# Expat Accountants?



## QueensU

Greetings to everyone here

I'm looking for some Expat accountants with reasonable prices..... i have been quoted at ridiculous figures in the thosuands of dollars to get backfiled and compliant.... I saw a regular on here recommend hillarycpagroup (David Hillary), just looking for additional recommendations on here since you all know best.


----------



## Guest

QueensU said:


> Greetings to everyone here
> 
> I'm looking for some Expat accountants with reasonable prices..... i have been quoted at ridiculous figures in the thosuands of dollars to get backfiled and compliant.... I saw a regular on here recommend hillarycpagroup (David Hillary), just looking for additional recommendations on here since you all know best.


Hi and Welcome!

I don't know anything about the accountant you mentioned but mine were done at $250 per year. My return is very simple and the figure does not include FBARs. If you are interested, you can pm me if you like (after 5 posts, that is).


----------



## QueensU

nobledreamer said:


> Hi and Welcome!
> 
> I don't know anything about the accountant you mentioned but mine were done at $250 per year. My return is very simple and the figure does not include FBARs. If you are interested, you can pm me if you like (after 5 posts, that is).


Thanks for your reply.


----------



## QueensU

Do you mind messaging me? I think i can't PM b/c i'm below five posts.


----------



## CanadianHoosier

nobledreamer said:


> Hi and Welcome!
> 
> I don't know anything about the accountant you mentioned but mine were done at $250 per year. My return is very simple and the figure does not include FBARs. If you are interested, you can pm me if you like (after 5 posts, that is).

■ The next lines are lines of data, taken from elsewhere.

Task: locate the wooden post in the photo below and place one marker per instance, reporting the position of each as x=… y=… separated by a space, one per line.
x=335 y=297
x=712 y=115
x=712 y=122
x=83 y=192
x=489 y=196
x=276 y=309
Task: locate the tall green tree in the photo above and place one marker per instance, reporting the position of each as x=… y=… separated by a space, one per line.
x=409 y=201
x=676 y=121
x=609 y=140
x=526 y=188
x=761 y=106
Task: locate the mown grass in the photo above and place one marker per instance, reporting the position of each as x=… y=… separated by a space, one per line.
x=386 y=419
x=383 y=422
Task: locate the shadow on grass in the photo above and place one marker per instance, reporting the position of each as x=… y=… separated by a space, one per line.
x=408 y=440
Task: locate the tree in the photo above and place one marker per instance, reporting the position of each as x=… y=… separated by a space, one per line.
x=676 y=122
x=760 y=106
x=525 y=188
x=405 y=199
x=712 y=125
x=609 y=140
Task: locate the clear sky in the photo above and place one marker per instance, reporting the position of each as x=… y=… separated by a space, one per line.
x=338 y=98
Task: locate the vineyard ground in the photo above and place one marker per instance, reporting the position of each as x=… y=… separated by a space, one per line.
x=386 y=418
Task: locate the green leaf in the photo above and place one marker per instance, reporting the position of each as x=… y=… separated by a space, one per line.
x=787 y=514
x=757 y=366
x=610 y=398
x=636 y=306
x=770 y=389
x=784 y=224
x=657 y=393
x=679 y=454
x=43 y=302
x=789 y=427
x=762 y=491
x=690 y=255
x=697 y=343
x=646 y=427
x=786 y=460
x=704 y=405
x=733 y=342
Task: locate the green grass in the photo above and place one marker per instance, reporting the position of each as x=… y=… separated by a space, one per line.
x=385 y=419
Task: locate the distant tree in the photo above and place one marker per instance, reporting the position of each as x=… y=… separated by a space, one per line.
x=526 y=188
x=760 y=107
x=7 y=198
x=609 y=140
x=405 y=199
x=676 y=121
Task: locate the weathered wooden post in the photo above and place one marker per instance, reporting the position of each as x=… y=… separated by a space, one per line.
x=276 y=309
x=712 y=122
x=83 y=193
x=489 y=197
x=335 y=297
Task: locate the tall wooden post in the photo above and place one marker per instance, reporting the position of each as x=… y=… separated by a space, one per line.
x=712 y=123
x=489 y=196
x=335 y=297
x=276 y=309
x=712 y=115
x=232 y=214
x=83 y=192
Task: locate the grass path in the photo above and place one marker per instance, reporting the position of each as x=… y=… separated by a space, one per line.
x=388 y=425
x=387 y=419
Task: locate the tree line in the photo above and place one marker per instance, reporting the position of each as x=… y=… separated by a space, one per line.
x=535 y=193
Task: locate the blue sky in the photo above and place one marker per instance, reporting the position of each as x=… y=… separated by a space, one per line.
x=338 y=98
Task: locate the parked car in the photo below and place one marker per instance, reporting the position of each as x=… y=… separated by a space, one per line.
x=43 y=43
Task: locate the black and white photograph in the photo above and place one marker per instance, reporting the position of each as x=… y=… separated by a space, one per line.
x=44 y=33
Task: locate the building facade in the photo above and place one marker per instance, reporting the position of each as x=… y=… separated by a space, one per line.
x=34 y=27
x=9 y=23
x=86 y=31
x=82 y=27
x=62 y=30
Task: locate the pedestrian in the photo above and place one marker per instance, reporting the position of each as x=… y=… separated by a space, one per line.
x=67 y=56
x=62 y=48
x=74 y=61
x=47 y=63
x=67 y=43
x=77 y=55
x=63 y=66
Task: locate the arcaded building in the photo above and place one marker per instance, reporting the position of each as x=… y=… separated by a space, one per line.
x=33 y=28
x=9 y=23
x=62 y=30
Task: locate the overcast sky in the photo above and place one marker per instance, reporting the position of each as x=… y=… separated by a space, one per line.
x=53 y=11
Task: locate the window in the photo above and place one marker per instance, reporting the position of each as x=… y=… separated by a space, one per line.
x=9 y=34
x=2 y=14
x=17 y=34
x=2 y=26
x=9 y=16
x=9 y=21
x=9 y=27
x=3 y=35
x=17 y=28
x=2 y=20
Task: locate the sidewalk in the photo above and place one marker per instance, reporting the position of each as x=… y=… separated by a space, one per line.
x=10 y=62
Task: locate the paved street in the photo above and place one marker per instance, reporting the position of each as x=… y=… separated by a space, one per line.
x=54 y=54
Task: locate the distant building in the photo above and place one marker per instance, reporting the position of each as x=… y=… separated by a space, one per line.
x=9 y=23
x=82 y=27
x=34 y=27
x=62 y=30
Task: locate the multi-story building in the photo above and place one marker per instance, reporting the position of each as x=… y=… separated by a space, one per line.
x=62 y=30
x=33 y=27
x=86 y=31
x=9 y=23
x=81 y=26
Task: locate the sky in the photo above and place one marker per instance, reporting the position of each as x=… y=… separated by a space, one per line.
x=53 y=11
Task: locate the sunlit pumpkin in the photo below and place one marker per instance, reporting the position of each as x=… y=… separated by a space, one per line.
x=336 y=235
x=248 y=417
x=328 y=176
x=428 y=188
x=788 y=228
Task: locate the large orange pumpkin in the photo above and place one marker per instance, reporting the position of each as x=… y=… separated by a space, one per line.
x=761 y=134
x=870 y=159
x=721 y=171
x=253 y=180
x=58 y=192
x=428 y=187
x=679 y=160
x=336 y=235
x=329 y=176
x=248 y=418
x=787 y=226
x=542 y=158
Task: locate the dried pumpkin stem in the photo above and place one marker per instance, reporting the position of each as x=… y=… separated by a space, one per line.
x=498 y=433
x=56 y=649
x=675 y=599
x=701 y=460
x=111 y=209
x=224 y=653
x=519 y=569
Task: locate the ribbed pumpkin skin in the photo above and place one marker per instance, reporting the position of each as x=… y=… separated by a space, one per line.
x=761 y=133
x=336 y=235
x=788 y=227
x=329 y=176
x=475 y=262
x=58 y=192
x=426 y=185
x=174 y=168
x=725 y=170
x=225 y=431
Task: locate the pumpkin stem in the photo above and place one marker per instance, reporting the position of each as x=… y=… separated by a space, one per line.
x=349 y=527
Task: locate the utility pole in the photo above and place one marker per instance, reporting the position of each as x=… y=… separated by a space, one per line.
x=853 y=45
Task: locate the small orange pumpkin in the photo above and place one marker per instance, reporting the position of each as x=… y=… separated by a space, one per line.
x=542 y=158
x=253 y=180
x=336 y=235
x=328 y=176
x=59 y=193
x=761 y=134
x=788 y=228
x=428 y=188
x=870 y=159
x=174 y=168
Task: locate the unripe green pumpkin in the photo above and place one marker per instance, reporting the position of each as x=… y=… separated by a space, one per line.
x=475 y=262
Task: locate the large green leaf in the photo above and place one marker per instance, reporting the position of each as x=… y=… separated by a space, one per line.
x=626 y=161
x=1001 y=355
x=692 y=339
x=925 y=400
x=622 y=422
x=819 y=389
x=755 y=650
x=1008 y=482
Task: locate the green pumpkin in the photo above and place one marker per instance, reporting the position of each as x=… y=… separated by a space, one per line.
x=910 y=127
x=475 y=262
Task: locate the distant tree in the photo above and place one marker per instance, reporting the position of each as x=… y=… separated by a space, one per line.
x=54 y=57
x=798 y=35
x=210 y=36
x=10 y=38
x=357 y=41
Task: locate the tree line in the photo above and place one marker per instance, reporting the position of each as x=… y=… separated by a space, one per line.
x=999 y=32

I was charged $150 per year by the accountant that I lucked into from a referral...]
FBAR was included with the 5 returns he completed.

I live in Whitby Ontario. Send me a personal message if you want particulars.


----------



## Bevdeforges

You may want to take a look at using an enrolled agent for doing your US returns. Check the website for their professional association NAEA : Home page where you can find an enrolled agent using their search function.

Enrolled agents are certified by the IRS to prepare tax forms and to represent their clients to the IRS if and when questions come up. They are normally somewhat less expensive than a tax accountant, though many are accountants themselves.
Cheers,
Bev


----------



## Mona Lisa76

Bevdeforges said:


> You may want to take a look at using an enrolled agent for doing your US returns. Check the website for their professional association NAEA : Home page where you can find an enrolled agent using their search function.
> 
> Enrolled agents are certified by the IRS to prepare tax forms and to represent their clients to the IRS if and when questions come up. They are normally somewhat less expensive than a tax accountant, though many are accountants themselves.
> Cheers,
> Bev


I agree. My accountant is an enrolled agent who I've been very pleased with. She is expensive but suitable for people abroad with more complex situations.


----------